With respect to the design of pool-based experiments when using Illumina arrays, our partitioning of the pooling variance still suggests [17] that constructing fewer (large) pools while using more replicate arrays (i.e. target array variance), is the most effective way to reduce pooling variance and conduct the most efficient pool-based GWAS. Further, for an equivalent pool-based experiment using Affymetrix arrays in place of Illumina arrays, more array replicates will be needed (~10-fold more). As the proportion of array variance to pool construction variance approaches 50:50, strategies to reduce pool construction variance become more important.

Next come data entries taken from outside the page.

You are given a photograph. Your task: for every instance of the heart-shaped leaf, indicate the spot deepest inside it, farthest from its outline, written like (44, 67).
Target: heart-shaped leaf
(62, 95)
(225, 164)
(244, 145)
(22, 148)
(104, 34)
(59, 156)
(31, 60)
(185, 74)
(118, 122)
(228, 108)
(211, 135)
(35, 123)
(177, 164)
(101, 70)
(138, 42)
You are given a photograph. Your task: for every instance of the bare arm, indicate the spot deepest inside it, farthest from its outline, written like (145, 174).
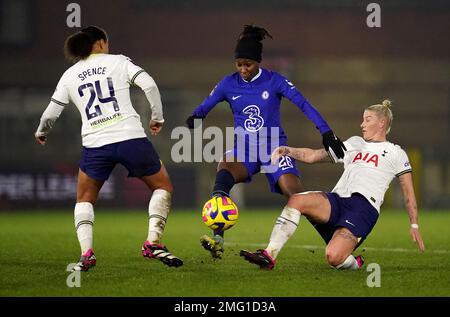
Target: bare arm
(406, 183)
(304, 155)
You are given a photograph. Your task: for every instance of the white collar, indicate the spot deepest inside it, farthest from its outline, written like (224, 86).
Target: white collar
(254, 78)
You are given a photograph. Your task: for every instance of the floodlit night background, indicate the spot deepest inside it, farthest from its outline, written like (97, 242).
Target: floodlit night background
(324, 47)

For one of our experiments, 1M-Duo Batch 2, we observed unusually high estimates of pool-construction variance and low estimates of array variance (see Figure 6). In this experiment, pool replicates were allelotyped on the same physical array (which holds two samples). Subsequently, we noticed that the array variance for replicates on the same chip were much smaller than the variance for replicates on different chips. Overall, this led to the array variance being underestimated relative to the pooling variance, leaving more variance to be accounted for by pool construction. In addition, the between-chip variance for these arrays was much higher than observed in the 1M-Duo Batch 1 dataset, which lead to large estimates of pooling and pool-construction variance overall. Ultimately, this was traced back to unusually high red channel intensity on some arrays, despite normalization, which biased allele frequency estimates array-wide. Clearly this will influence any downstream association analysis, so in this case, our analysis of variance served to flag a serious problem in the array data. It also highlighted the need to randomize DNA pool replicates among arrays that carry more than one sample, and to randomize by location on the array, particularly in the case of the 660-Quad and HumanOmni1-Quad arrays, which carry four samples.

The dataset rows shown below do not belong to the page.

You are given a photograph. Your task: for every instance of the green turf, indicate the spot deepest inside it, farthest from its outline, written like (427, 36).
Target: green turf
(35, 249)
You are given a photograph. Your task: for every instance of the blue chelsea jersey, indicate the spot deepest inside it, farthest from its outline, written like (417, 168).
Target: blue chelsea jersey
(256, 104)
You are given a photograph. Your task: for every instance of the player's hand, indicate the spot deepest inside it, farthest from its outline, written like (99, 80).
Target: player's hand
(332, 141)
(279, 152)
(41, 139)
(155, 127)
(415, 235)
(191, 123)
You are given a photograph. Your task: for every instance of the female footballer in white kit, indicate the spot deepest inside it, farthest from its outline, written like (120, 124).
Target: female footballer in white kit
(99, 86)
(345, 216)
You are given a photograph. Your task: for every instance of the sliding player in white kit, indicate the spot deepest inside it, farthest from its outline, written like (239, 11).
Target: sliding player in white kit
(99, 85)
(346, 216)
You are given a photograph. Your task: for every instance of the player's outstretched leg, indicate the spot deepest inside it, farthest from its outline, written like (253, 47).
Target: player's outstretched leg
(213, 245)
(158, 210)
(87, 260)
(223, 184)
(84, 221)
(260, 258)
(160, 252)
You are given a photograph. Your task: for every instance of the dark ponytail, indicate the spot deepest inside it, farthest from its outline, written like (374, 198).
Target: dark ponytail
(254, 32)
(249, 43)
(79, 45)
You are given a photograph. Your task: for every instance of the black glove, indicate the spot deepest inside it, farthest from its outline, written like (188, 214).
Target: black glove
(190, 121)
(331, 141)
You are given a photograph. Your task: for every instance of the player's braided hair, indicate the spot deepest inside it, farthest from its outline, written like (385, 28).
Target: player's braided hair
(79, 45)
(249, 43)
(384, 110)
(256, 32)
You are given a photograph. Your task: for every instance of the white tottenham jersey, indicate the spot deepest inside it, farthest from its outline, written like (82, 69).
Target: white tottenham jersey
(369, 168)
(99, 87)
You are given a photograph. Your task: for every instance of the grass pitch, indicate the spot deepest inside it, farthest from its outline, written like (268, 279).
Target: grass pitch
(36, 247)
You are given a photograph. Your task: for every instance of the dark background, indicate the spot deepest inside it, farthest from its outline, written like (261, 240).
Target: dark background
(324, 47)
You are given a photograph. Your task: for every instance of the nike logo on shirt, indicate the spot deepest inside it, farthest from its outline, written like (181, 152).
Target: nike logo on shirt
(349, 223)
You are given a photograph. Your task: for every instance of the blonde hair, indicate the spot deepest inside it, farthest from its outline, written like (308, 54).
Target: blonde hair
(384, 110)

The differences between 1M-Duo Batch 1 and 2 data were significant for normalized data, but not raw data. On one hand, it may be that greater noise associated with the raw data prevented differences in array variance and pool construction variance from being significant. On the other, it is possible that the normalization procedure itself exacerbated technical artifacts only present on some arrays, leading to the observed differences in normalized data. This can occur if technical artefacts violate the assumptions of the normalization [26].